Combi “Boiler Pressure”

Most “Combi” boilers have a small dial indicating the circulating pressure in the radiators.

The pressure should be set to 1.5 bar (while cold).
We’d advise maintaining at this level and not allowing the pressure to drop much below 1 bar.
This should be a tenant’s responsibility.

Pressurising is normally done using a “filling key” or filling loop.

Where a filling loop is present (often a braided hose) there are normally two filling valves (one at either end of the filling loop).
Ordinarily these should BOTH be kept closed (to prevent the system leaking and becoming over-pressurised)

To re-pressurise, open one valve first (this should have no effect on the pressure).
The second valve should then be opened carefully and used to adjust the pressure – generally to 1.5 bar. The valve should then be closed.
Importantly, the other valve should also be closed to ensure no seepage.

If the boiler loses pressure significantly within a couple of weeks, this should be reported and may require to be checked by an engineer.

Radiator “bleeding”

“Bleeding” is the term used for releasing air which may become trapped in a radiator.

Radiators should be periodically checked for air.
If air is present, the affected radiator(s) should be “bled” using a radiator key.
This should also be a tenant’s responsibility.
This should be done when the system is cold and properly pressurised (as above).

Boiler pressure needs to be checked before-hand and maintained during this process – then adjusted afterward – as “bleeding” will reduce the circulating pressure. If the pressure falls too low air will not be expelled – or in some cases may even be drawn in !
If significant air accumulates in a radiator, this may be evident when the top does not heat up fully and may be noticeably cooler than the lower portion.

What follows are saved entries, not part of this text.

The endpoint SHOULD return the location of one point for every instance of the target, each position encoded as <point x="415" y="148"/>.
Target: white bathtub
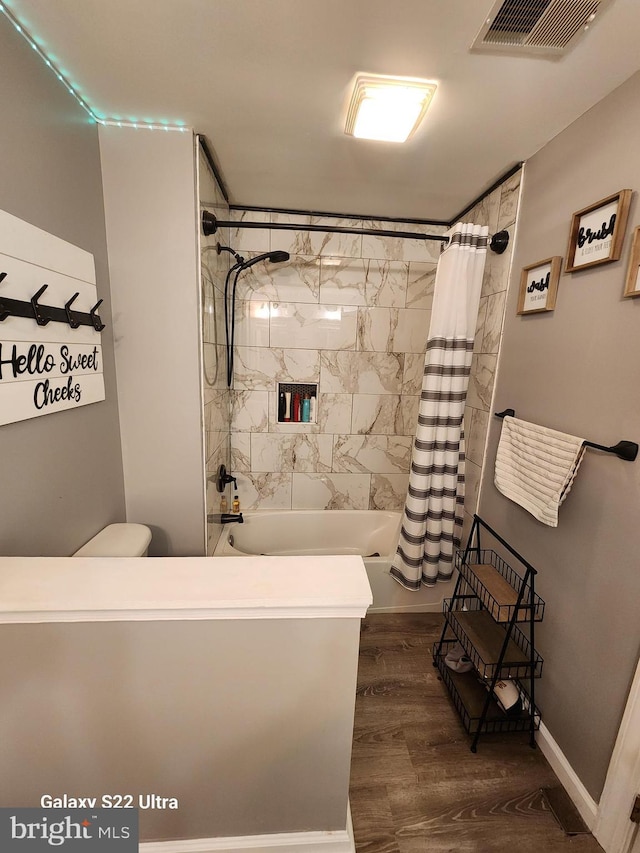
<point x="372" y="534"/>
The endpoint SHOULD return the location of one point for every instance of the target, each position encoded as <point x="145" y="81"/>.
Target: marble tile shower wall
<point x="498" y="210"/>
<point x="216" y="396"/>
<point x="350" y="313"/>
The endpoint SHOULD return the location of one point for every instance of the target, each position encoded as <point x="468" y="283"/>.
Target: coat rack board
<point x="50" y="345"/>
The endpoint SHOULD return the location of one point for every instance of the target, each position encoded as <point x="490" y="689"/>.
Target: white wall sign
<point x="595" y="235"/>
<point x="45" y="369"/>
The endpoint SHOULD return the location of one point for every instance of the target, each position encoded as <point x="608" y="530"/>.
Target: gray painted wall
<point x="576" y="369"/>
<point x="150" y="205"/>
<point x="254" y="740"/>
<point x="61" y="473"/>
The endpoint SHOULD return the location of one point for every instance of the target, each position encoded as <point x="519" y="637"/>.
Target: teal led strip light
<point x="26" y="35"/>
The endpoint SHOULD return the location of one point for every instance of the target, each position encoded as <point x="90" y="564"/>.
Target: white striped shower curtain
<point x="433" y="513"/>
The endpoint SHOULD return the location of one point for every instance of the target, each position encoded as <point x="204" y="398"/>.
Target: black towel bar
<point x="627" y="450"/>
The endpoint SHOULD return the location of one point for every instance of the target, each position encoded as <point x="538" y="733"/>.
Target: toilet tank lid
<point x="117" y="540"/>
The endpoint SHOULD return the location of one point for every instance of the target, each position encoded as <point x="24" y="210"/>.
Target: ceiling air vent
<point x="537" y="27"/>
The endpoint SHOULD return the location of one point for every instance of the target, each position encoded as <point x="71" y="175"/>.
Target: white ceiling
<point x="267" y="83"/>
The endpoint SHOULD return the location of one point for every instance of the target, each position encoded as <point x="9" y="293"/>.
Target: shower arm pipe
<point x="210" y="224"/>
<point x="627" y="450"/>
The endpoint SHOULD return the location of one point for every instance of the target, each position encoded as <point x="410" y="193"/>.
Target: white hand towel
<point x="535" y="467"/>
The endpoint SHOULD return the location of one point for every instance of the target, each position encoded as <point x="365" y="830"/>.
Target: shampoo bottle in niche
<point x="306" y="409"/>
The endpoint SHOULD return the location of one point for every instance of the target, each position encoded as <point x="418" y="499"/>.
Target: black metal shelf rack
<point x="492" y="615"/>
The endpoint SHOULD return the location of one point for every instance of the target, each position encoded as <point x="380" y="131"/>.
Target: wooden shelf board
<point x="500" y="590"/>
<point x="472" y="694"/>
<point x="487" y="638"/>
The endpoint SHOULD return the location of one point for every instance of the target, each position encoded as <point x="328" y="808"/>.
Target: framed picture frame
<point x="539" y="286"/>
<point x="632" y="283"/>
<point x="597" y="232"/>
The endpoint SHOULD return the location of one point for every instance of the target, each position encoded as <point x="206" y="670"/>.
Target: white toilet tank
<point x="118" y="540"/>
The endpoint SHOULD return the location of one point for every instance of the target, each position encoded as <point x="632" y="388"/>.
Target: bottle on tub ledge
<point x="296" y="408"/>
<point x="306" y="409"/>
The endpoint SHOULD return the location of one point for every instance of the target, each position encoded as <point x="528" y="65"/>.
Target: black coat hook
<point x="41" y="320"/>
<point x="4" y="311"/>
<point x="67" y="307"/>
<point x="98" y="325"/>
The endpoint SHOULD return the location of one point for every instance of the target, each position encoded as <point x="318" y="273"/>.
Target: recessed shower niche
<point x="297" y="402"/>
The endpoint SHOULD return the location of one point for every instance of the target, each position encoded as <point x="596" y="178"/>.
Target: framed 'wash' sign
<point x="539" y="286"/>
<point x="52" y="366"/>
<point x="597" y="232"/>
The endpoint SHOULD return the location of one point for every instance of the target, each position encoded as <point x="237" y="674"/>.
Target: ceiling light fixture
<point x="388" y="109"/>
<point x="26" y="35"/>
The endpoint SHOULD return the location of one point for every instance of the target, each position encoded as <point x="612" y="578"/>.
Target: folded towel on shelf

Bleeding simply requires the “bleed valve” to be opened with a radiator key
while holding an absorbent cloth or similar underneath to catch any water which may be released when all air is expelled.

If no air is present, the valve will simply release water.

If air is present, this will be expelled (with a hissing sound).
When the valve starts to “sputter” and water starts to come out, simply close the valve.
Once the boiler has been re-pressurised, the task is complete.

You should be mindful to adjust the boiler temperature (for tap water and radiators) to allow for seasonal variation.